We currently have a tool called reftest, which compares the rendering of HTML testcases against reference files – usually written in HTML, but they could just be a container document enclosing a PNG.
It would be really cool if reftest were a Tinderbox test, with the tinderbox building Firefox with the particular options reftest needs. We could then enhance it to also run various HTML and CSS testsuites on the web (e.g. Hixie’s) and also do Save Page As… on various popular websites and add those files into the mix.
If we could get to a position where our latest rendering engine were being automatically and regularly checked against thousands of testcases and real world pages, we’d be immediately be able to see the effect on the web of any changes we made. We’d be much better placed to catch regressions.

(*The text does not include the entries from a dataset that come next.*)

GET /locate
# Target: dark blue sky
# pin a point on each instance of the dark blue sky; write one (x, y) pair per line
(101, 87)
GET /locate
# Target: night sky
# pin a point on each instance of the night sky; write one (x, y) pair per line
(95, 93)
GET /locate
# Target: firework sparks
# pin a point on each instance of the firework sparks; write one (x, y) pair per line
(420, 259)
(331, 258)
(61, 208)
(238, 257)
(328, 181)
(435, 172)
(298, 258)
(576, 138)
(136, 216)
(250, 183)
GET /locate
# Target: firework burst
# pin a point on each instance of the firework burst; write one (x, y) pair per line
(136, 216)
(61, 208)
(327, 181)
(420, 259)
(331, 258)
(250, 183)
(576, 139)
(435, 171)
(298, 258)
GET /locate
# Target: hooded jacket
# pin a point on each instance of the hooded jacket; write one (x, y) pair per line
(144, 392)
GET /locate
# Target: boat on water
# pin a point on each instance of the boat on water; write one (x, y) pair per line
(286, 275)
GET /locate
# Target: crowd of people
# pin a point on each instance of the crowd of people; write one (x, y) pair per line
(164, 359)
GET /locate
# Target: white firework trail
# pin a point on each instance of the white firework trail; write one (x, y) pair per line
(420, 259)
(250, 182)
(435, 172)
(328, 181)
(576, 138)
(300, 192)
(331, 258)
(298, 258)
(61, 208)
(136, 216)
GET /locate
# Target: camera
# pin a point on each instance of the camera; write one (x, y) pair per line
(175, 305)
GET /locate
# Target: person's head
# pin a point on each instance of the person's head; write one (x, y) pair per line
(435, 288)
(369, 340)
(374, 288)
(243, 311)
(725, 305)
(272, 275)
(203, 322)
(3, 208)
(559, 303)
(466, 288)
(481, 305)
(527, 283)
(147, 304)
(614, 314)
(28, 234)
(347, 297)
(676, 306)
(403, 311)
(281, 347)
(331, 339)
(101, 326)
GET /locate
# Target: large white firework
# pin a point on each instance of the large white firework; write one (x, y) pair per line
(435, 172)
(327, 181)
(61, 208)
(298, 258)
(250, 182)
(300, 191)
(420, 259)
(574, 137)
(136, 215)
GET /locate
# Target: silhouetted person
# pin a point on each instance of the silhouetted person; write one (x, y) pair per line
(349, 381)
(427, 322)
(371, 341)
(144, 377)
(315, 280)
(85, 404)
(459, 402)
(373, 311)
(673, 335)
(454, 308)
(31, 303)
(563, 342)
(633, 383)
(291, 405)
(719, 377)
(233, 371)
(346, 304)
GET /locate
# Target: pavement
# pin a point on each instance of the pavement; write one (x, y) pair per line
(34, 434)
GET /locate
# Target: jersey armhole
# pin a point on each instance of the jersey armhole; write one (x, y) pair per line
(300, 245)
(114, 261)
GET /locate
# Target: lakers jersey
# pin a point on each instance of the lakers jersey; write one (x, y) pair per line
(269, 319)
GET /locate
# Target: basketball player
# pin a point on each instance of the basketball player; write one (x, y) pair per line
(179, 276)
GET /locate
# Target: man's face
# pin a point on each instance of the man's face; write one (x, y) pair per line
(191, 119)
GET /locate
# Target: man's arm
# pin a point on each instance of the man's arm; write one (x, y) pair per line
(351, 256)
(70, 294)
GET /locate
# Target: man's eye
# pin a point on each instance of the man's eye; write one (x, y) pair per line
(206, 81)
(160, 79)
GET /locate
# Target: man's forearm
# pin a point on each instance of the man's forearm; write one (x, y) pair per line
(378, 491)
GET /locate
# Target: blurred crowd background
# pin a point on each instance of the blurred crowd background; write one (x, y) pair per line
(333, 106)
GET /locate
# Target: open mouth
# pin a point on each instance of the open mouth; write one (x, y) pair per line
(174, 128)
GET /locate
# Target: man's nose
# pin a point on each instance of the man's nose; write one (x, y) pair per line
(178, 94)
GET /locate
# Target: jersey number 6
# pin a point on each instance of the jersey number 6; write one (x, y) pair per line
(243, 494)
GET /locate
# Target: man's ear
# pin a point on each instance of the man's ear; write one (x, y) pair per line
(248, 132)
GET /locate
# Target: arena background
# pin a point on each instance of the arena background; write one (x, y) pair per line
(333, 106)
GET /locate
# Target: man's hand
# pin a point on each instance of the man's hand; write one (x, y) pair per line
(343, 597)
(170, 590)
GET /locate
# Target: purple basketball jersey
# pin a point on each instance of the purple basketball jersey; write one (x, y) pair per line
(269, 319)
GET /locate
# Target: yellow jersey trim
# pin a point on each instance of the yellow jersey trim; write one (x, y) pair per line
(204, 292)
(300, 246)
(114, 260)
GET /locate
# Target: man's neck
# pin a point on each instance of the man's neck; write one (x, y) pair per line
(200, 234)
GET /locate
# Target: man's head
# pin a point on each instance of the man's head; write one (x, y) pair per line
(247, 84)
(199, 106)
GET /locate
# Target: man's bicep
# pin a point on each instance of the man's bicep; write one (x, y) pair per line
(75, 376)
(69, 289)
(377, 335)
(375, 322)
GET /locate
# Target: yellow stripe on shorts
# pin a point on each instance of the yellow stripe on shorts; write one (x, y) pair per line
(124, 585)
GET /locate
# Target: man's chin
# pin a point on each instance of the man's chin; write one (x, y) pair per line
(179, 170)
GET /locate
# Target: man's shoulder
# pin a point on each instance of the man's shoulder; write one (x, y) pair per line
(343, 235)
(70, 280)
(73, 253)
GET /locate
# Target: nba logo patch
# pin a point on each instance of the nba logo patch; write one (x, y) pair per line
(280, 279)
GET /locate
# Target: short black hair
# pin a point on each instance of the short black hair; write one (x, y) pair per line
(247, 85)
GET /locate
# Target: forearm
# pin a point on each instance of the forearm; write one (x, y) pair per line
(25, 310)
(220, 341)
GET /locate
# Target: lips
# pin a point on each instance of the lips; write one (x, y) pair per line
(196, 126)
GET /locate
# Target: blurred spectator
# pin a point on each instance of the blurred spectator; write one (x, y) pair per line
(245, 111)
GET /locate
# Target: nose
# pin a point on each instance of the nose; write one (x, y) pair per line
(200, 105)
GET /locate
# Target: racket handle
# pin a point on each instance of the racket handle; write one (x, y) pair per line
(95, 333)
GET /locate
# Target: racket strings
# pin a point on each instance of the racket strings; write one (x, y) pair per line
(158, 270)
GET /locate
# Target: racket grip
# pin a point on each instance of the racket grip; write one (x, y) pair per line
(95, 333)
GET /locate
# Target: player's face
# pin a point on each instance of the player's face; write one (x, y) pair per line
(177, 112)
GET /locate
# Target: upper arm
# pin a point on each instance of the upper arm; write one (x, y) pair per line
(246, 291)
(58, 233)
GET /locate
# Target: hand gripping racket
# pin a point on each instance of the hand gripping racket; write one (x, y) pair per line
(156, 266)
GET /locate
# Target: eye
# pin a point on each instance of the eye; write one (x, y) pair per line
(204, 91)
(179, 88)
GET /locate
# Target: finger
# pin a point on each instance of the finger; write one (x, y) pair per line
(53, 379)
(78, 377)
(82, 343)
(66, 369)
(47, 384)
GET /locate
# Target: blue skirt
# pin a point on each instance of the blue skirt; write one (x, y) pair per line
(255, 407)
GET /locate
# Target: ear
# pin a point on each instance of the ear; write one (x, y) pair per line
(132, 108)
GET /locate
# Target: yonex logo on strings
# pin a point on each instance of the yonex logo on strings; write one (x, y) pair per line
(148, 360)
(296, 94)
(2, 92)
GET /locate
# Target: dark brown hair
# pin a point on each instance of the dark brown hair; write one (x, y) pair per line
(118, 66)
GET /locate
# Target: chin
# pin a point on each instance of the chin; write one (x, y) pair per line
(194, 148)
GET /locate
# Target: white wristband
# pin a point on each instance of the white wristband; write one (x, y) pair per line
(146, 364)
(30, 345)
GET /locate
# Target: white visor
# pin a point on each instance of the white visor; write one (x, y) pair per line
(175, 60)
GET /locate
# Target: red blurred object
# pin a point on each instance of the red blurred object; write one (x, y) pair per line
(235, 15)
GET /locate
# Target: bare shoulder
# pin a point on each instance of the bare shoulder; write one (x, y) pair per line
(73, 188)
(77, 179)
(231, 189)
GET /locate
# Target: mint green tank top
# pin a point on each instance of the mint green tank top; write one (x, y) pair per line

Anyone feel like making this happen?
Errm … for me, the obvious short answer to the question above is “no”! :)
But this did remind me of something else I saw recently: Acid2.
I was suprised when FF 2.0.0.1 failed to render the page! :(
David: Recent (as of about a week ago) trunk builds of Firefox 3 pass Acid 2. But it took one of the largest patches Mozilla has ever seen to get it working. The change was far too risky and too late for Firefox 2, but you can rest assured that FFx will pass with flying colors.
Would be cool if we could feed reporter data into this somehow, and track regressions. Perhaps by comparing 1.0/1.5/2.0’s rendering of a reported page against each other and 3.0.
I can make the data available by feed or some other mechanism, if someone creates the functionality to use it.
Indeed. If reporter were to automatically download and save commonly-reported pages, the result could be used as a testcase for fixing the bug and then added to the test suite.
I’m not sure we want to compare across browser versions; we’d expect there to be quite a lot of (desired) changes.
davel had this set up running on buildbot and mirroring to tinderbox before he left. Not sure what happened to that machine, though — I can’t seem to find it on tinderbox anymore.
I definitely think we need to convert Hixie’s existing tests to work with the reftest. The idea of using larger, more complex (but static) pages for the test is an idea that hadn’t crossed my mind. I thought the tests had to be as minimized as possible, but this might not be the case. Maybe dbaron can weigh in on this.
Also, what’s sort of scary is that in the short time that davel had his test tinderbox running, and with only about five existing tests in the testsuite, we found a regression (bug 358433). I can’t imagine how many more we’d find with a larger set of testcases.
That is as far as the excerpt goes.